This was followed by second and third volumes in 1975 (parts three and four) and 1976 (parts five through seven), with corresponding translations in 1976 and 1978. Harper Collins publishes an authorized abridged edition.

My parents emigrated from the Soviet Union. From what they told me, I developed a deep reluctance to being frog-marched to Kolyma courtesy of unilateral disarmament peaceniks, who are nowadays called “woke” with alternate grievances but the same collectivist Borg mentality. With that mindset, I purchased copies of all three volumes as they became available and read them with curiosity and sorrow.

Unlike Gulag by Anne Applebaum (2004), Solzhenitsyn’s treatment does not present a comprehensive history of Soviet slave labor camps. Rather, it’s an anthology of vignettes, both firsthand and described by other former inmates, woven into a damning indictment of communism under Moscow’s dominion.

Frozen Apocalypse

Prior to Archipelago’s release, Americans and Western Europeans had been exposed to only glimpses of communist inhumanity, mostly from the few survivors who had escaped their dystopias by fortitude and fortune.

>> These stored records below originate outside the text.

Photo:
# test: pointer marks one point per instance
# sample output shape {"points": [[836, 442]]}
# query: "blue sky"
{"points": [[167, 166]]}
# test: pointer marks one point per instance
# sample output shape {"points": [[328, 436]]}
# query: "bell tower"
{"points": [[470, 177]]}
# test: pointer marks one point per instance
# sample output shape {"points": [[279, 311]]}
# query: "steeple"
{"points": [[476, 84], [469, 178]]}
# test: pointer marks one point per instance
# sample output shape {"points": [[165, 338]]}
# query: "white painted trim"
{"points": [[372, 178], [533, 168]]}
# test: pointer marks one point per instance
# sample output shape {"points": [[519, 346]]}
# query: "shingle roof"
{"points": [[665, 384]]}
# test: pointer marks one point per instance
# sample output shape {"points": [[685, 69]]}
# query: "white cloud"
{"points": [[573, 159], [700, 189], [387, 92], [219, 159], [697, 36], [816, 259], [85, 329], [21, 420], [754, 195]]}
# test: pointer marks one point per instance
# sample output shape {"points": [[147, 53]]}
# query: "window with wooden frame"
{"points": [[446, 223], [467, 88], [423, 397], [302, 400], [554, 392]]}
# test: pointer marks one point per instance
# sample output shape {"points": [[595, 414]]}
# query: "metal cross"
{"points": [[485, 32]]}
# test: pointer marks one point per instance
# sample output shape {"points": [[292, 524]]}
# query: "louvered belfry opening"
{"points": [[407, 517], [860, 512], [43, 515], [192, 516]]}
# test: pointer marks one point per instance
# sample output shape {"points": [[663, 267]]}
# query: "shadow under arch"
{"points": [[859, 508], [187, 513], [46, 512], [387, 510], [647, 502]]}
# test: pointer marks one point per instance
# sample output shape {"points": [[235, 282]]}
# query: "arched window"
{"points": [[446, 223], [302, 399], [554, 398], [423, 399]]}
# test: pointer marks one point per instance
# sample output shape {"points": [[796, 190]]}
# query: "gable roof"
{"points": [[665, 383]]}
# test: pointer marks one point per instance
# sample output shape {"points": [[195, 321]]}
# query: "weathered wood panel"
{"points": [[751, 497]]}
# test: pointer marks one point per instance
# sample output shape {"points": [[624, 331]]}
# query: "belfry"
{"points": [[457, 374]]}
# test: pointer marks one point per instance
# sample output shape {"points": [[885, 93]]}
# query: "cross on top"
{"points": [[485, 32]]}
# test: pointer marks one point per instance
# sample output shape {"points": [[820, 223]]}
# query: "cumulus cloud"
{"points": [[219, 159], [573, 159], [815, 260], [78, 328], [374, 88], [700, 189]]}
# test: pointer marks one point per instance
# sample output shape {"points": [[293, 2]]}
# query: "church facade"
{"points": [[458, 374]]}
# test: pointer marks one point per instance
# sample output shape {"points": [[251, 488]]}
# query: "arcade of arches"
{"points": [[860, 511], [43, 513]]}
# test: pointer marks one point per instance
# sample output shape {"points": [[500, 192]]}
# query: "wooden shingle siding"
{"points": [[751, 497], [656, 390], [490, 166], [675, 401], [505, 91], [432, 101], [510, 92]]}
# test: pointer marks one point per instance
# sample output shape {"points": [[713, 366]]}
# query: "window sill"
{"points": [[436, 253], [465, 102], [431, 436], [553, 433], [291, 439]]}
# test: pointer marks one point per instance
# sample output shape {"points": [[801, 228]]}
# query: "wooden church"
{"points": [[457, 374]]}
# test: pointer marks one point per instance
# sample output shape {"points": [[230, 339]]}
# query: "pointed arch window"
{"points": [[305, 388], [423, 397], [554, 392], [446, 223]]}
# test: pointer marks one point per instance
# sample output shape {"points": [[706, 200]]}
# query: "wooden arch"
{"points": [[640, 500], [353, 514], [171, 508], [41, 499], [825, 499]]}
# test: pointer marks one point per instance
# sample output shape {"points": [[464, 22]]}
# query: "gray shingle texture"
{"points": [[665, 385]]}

But their voices were seldom heard, drowned out by a cacophony of Soviet apologists who insisted socialist coercion represented the ideal manner for ordering other people around. Central planning is benevolent, you see.

Solzhenitsyn tore the curtain away from this façade and forced the “progressive” elite to confront the ugly truth: Their prosperous socialist utopia was a cruel and barbaric sham. “Gulag” is a Russian acronym, for Glavnoye upravleniye lagereii i mest zaklyucheniya (Главное управление лагерей и мест заключения). It’s translated as General Authority on Internment and Detention.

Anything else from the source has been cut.